MATA INDONESIA, JAKARTA – Terdapat beberapa pendekatan psikologis dari golongan intelektual Jepang untuk menyembuhkan orang yang terpapar radikalisme. Professor dari Risho University Jepang Kimiaki Nishida menilai ada beberapa pendekatan psikologis sebagai bentuk deradikalisasi terhadap orang yang sudah terpapar radikalisme dan terorisme namun sebelum menerapkannya kondisi psikologis harus diperiksa.
“Kondisi psikologis dan mental setiap hari harus kita cek setiap saat,” kata Kimiaki Nishida dalam Webinar bertema Pelajaran dari Pengalaman Jepang dengan Aum Shinrikyo: Pemahaman tentang Latar Belakang Agama dan Pendekatan Psikologis untuk Deradikalisasi, Senin 8 Maret 2021.
Nishida menegaskan bahwa pemerintah Jepang tidak berkontribusi untuk membantu proses deradikalisasi terhadap teroris. Maka kaum intelektual seperti Kimiaki Nishida yang turun langsung untuk melakukan deradikalisasi terhadap orang yang terpapar radikalisme.
Ada beberapa langkah pendekatan yang dilakukan seperti menggali lebih dalam latar belakang orang yang terpapar radikalisme. Caranya dengan berdialog dan menyediakan tempat yang membuat mereka nyaman dan tidak terganggu. Salah satu poin penting adalah dengan memberikan kasih sayang dalam proses pemulihan.
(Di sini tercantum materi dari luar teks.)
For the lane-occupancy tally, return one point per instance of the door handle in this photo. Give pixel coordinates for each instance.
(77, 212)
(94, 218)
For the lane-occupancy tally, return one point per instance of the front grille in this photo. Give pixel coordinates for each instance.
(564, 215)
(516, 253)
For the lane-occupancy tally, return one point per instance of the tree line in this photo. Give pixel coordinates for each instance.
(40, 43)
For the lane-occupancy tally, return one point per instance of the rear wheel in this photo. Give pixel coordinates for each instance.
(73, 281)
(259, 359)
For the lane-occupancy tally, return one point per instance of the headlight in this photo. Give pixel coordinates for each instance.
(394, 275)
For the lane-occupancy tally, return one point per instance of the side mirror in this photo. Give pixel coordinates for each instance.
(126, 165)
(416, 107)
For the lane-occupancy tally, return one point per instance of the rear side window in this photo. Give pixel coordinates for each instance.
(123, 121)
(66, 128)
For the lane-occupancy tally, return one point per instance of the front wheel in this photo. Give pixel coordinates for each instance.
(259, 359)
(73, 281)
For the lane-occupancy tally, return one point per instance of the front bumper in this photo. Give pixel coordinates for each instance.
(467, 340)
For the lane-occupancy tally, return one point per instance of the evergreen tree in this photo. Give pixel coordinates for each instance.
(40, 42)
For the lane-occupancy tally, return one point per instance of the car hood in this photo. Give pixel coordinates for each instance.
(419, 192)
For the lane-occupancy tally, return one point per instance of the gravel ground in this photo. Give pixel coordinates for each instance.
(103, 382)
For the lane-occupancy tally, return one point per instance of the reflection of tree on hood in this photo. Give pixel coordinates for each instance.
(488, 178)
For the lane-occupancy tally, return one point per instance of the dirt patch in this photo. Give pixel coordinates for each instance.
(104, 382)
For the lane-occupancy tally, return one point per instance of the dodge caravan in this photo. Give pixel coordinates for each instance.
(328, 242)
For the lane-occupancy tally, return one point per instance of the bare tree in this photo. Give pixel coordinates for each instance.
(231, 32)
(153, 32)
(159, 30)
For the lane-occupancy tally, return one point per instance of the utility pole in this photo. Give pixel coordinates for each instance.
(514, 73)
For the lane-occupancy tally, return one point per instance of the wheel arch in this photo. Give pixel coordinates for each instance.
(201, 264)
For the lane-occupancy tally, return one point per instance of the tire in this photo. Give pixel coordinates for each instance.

“Tim kita dan keluarga, kita harus berikan rasa cinta kasih kepada kelompok mereka, seperti apapun ajaran dia, tidak sama sekali dibenarkan,” kata Nishida.
Selain itu, mereka juga harus diyakinkan bahwa figur seorang guru atau pimpinan kelompok bukanlah absolut atau tidak tergantikan. Hal ini bertujuan agar muncul kesadaran tentang ajaran agama yang benar.
Dalam hal ini peran mantan pengikut cukup besar untuk memberikan dukungan emosional kepada para anggota kelompok yang menjalani proses pemulihan.
“Mereka juga dipersiapkan untuk memulai kehidupan yang baru sehingga bisa berbaur kembali dengan masyarakat, bisa sekolah bekerja dan seterusnya,” kata Nishida.
Maka untuk memulihkan mereka yang sudah terpapar radikalisme, dukungan secara terus menerus harus dilakukan. Upaya ini membutuhkan waktu yang lama agar efek pemulihan bisa bertahan pada jangka panjang. Mengingat, potensi untuk kembali terpapar juga masih ada bila tidak ada dukungan.